No estoy hablando de nada sobrenatural, sino de elementos de la vida diaria
que pasan ignorados por la velocidad del ciudadano santiaguino. Además los
puedo escribir, narrar, tener los cojones para contarlos- en mi cuento Producto
congelado si me descubren mis jefes, me pueden echar-. He descubierto que
soy más fuerte que el dolor, es decir, el dolor sigue ahí. La angustia me
acompañará toda la vida y por ello tengo que trabajar hasta el último día de mi
vida. Como herramienta tengo la palabra, la cual posee dones curativos.

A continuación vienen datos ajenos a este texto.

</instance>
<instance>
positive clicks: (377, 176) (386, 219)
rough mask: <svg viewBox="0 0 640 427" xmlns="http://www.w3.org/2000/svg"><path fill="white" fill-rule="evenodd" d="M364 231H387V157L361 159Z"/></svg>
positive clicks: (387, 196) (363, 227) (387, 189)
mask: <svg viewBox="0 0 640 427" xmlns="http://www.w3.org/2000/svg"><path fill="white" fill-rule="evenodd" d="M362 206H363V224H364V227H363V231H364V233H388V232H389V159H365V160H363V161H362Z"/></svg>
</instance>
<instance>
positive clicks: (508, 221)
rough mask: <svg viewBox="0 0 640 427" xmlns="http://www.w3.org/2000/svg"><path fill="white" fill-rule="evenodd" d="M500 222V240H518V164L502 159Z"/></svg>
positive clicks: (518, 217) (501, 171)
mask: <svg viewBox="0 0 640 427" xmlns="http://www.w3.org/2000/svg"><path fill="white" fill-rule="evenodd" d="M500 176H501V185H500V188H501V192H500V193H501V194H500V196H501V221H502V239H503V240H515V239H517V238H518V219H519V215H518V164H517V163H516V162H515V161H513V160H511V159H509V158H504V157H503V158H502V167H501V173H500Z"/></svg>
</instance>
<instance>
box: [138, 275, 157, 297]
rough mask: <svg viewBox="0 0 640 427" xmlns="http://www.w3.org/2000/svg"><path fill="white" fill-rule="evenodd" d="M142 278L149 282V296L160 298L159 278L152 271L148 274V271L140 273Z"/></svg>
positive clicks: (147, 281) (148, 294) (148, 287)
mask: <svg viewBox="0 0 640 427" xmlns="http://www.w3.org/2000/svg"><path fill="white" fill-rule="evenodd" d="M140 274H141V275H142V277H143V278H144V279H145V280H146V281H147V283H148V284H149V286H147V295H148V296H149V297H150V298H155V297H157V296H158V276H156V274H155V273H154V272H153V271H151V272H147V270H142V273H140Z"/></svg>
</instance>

Probablemente caiga en el cliché, pero es cierto, la palabra tiene magia y
cuando uno elabora un discurso positivo, comienzas a sanar. La sanación no
significa olvidar el dolor, sino enfrentarlo, mirarlo a la cara y burlarse de él. Así
le dices, tú no puedes vencerme porque soy más fuerte que tú.
Otras veces yo me había sentido muy bien, pero volvía a caer en la rutina. La
diferencia radica en que debo trabajar todos los días, a cada hora, a cada
minuto. Tengo tendencia natural a caer en estados depresivos. No todas las
veces voy a lograr ser positivo y la pregunta ¿Por qué me pasó esto a mí?
Volverá. No voy a encontrar respuesta. En ese punto debo trabajar más duro
con más fuerza, con más convicción y cambiar la pregunta a ¿ para qué me
pasó esto a mí?
No estoy vendiendo la pomada, no estoy dando remedios para los callos, los
que han pasado momentos horrendos deben buscar su propio camino. Éste es
el mío, no digo que sea el único. Hay muchos más. En mi caso, me aburrí de
andar dando pena. Es mejor compartir la alegría. Sólo sé que si puedo ayudar
a alguien con esta historia, habrá valido la pena escribirla.
Hoy cuatro de enero del 2009 le cierro la puerta al dolor y la abro a la vida.